5. "What Sarah Said"
Plans (2005)



"What Sarah Said" unfolds like an episode of a medical drama. Tragedy has struck and, as Sarah lies dying, the narrator clings to hope that she will pull through. A pacing piano melody wanders the floor of an ICU waiting room that Gibbard vividly describes right down to its smell: "piss and 409." As the song steadily builds, so too does the optimism, but then Gibbard delivers a weeper of a line: "Love is watching someone die / So who's gonna watch you die?" This isn't the only time Death Cab confronted death on Plans, but, thanks to its evocative imagery, "What Sarah Said" feels genuinely affecting and never melodramatic.
Laura Stanley

4. "Cath…"
Narrow Stairs (2008)



From the ornate, evergreen guitar riff to Gibbard's matter-of-fact lyrics about mistaken love, "Cath…" took the blueprint from the early Death Cab for Cutie days and modernized it for the huge new wave of fans that followed Plans. "Cath…" bursts with luscious energy, cascading with "what-ifs" and sympathetic flourishes — one of the major highlights not only on Narrow Stairs but of the band's entire career. 
Chris Gee

3. "Company Calls" / "Company Calls Epilogue"
We Have the Facts and We're Voting Yes (2000)

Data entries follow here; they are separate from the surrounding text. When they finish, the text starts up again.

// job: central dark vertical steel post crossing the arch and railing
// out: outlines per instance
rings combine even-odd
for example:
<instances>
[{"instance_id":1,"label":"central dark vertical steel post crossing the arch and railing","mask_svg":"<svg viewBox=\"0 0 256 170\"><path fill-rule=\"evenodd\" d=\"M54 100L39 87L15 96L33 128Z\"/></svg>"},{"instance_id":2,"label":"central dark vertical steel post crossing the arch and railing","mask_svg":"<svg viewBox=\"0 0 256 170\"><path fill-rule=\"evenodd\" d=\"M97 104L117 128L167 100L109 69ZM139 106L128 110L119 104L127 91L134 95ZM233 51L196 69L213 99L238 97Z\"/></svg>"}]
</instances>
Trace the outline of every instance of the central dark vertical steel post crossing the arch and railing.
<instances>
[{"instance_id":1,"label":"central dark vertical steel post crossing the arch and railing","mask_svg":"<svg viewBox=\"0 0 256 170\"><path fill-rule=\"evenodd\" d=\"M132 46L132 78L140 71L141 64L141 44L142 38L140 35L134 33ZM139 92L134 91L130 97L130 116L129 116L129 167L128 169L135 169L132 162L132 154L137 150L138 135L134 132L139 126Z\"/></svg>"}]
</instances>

The two-parter masterpiece on Death Cab's second album visits one of Gibbard's favourite settings: a wedding, where he questions love and falling into or out of it within the context of its ultimate celebration. The wiry guitars and stifled lyrics threatening to ruin the joyful event are splayed in cynical fashion during the hectic first act. "Epilogue" employs a more lethargic tone as the drunken bitterness turns into an apathetic, slowcore bent, flipping the phrase "synapse to synapse" onto its head as a way of disconnecting and falling into self-pity. 
Chris Gee

2. "Title and Registration"
Transatlanticism (2003)



"The glove compartment is inaccurately named and everybody knows it" might be the most banal yet most memorable opening line in the '00s indie rock universe. What begins as a silly little comment quickly turns into Gibbard grappling with a breakup and using these mundane moments as a distraction from the loneliness. Throughout "Title and Registration," the crystal clear acoustic guitar, combined with a bitcrushed electronic beat (à la the Postal Service), is instantly recognizable, propelling this quintessential Death Cab track.
Chris Gee

1. "Transatlanticism"
Transatlanticism (2003)



"Transatlanticism" is where all of the best parts of Death Cab for Cutie come together. Across nearly eight minutes, Ben Gibbard, alone at the piano at first, unravels a passionate plea to be reunited with his love while Nick Harmer, Chris Walla and Jason McGerr patiently get louder in pitch-perfect harmony with the song's fervency. Gibbard's tender lyrics are wrapped around the monumental sounding instrumentation that the band — then and now — conjure so effortlessly. Often the final song in Death Cab's live show, "Transatlanticism" gives the audience permission to howl their own pain into the night. The ache in this song is so palpable that, 20 years later, "Transatlanticism" is still goosebump-inducing. So, come on.